Founded by Sam Cole and Andreas Kenner, KnCMiner raised the money with GP Bullhound advising which was led by Creandum. So far, the company has been making heavy-duty ASIC systems that literally move the Bitcoin markets a few seconds after they are deployed. However, it is not working on chips.
In the press release Sam Cole was heard saying that his company is improving its 20nm ASIC capability, and for R&D on the next generation ASIC chip which will come on-stream next year and will represent a step-change in processing capacity. KnCMiner aims to change the Bitcoin industry by offering high performance mining products.
As the company aims to enhance Bitcoin mining experience it is combining it with services that together make it extremely easy and cost efficient to mine Bitcoins and the latest funding event was aimed to fund the same. The foundation of the company is to offer services around these products which make it as easy and efficient as possible for everyone to join in.
Bitcoin Has Huge Prospects for Investors
So far, KnCMiner hasn’t been actively looking for funding as most of its miners sell out immediately during pre-order periods.

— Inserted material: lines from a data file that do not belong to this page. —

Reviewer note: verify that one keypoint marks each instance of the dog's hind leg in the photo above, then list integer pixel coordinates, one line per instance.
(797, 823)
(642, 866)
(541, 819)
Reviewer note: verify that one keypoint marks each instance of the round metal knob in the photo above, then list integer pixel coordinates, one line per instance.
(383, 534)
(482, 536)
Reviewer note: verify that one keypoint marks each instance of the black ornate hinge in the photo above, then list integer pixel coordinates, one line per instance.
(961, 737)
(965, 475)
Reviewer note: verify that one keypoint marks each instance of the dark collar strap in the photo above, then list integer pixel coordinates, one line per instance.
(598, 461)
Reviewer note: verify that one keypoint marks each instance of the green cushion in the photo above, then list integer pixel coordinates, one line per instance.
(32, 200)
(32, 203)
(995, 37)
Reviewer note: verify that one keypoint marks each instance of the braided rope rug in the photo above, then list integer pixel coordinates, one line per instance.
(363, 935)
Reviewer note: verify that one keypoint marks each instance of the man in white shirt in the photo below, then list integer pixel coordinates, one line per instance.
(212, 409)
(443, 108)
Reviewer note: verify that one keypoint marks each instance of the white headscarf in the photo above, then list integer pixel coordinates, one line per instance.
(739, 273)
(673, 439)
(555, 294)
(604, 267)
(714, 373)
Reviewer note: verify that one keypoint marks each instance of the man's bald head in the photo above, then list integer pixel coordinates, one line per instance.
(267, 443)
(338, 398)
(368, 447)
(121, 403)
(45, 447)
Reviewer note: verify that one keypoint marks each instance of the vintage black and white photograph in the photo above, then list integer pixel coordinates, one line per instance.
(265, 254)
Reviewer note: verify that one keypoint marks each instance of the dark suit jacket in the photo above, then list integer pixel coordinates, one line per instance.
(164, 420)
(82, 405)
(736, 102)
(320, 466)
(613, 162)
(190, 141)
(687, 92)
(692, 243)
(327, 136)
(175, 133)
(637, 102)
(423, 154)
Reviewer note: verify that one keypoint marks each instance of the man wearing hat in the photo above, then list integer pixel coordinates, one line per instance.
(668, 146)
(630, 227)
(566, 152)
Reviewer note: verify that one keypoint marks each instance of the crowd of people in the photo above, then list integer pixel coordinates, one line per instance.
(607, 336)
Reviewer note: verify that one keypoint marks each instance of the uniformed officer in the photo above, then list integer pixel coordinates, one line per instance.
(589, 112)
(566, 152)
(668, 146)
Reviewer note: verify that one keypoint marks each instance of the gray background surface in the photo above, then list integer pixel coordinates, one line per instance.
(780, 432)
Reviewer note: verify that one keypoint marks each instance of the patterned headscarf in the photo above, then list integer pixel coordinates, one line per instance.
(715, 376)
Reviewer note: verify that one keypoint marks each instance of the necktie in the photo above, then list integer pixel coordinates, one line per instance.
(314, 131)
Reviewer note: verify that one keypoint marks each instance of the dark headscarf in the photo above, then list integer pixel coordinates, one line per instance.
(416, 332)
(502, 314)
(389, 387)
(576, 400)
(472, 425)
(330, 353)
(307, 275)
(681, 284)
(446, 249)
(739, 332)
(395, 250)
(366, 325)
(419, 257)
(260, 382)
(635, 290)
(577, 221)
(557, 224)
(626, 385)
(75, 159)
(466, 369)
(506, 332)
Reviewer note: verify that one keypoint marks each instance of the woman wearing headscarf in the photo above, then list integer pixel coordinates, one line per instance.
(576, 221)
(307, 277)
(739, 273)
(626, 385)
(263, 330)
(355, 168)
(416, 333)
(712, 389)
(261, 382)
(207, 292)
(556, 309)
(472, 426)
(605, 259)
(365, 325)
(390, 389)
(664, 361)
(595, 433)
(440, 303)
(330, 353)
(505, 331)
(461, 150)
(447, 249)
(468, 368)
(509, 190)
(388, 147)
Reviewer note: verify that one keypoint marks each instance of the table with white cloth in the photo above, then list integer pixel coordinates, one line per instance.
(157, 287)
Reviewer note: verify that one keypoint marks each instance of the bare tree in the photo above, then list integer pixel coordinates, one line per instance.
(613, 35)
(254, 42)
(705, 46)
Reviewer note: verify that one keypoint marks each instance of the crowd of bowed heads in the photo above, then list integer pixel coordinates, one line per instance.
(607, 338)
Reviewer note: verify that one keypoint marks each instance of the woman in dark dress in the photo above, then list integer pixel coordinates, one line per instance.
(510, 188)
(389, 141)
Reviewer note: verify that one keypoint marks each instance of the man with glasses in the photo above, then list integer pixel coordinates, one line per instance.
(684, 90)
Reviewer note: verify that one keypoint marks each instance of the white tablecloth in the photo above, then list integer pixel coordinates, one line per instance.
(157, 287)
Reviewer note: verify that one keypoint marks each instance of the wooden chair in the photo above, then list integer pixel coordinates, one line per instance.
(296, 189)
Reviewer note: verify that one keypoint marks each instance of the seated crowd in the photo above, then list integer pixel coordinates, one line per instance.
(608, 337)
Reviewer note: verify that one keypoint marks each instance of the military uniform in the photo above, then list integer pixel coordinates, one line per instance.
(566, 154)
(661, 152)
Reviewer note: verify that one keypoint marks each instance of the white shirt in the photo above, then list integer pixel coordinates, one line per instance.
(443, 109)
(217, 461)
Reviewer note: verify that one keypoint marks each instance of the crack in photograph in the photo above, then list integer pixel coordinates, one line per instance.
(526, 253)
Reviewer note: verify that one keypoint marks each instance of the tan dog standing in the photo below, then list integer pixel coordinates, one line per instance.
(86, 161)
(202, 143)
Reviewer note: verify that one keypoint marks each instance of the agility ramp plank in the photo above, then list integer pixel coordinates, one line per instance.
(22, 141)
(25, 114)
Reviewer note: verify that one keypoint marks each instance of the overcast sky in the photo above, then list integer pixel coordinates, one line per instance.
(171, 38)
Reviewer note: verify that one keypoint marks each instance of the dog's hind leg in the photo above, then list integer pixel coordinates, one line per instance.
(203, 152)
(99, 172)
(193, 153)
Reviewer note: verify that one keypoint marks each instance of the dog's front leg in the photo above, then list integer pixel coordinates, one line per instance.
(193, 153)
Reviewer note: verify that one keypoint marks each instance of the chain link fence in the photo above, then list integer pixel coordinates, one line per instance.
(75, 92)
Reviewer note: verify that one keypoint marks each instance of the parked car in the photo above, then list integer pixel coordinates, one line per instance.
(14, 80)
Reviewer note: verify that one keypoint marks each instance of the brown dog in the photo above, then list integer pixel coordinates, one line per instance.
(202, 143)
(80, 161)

However, as it is looking to expand operations in hosted mining as well as create new chips faster, it has started looking for funds that can help it in expanding its operations.
Moreover, as KnCMiner is still bullish on Bitcoin and looking for about $70 million in Series B funding in the next year, the new investors have an attractive opportunity. According to Sam Cole his organization believes that Bitcoin’s price will appreciate steadily and significantly over time due to the interaction of a fixed rate of ‘money supply’ growth.
The company also believes that as there is a significant growth in transaction volumes, it expects that there will be rise in demand of the digital currency. According to it the excess demand for Bitcoins will lead to currency appreciation and the decision to invest further in the ecosystem is going to pay better returns for the venture capitalists.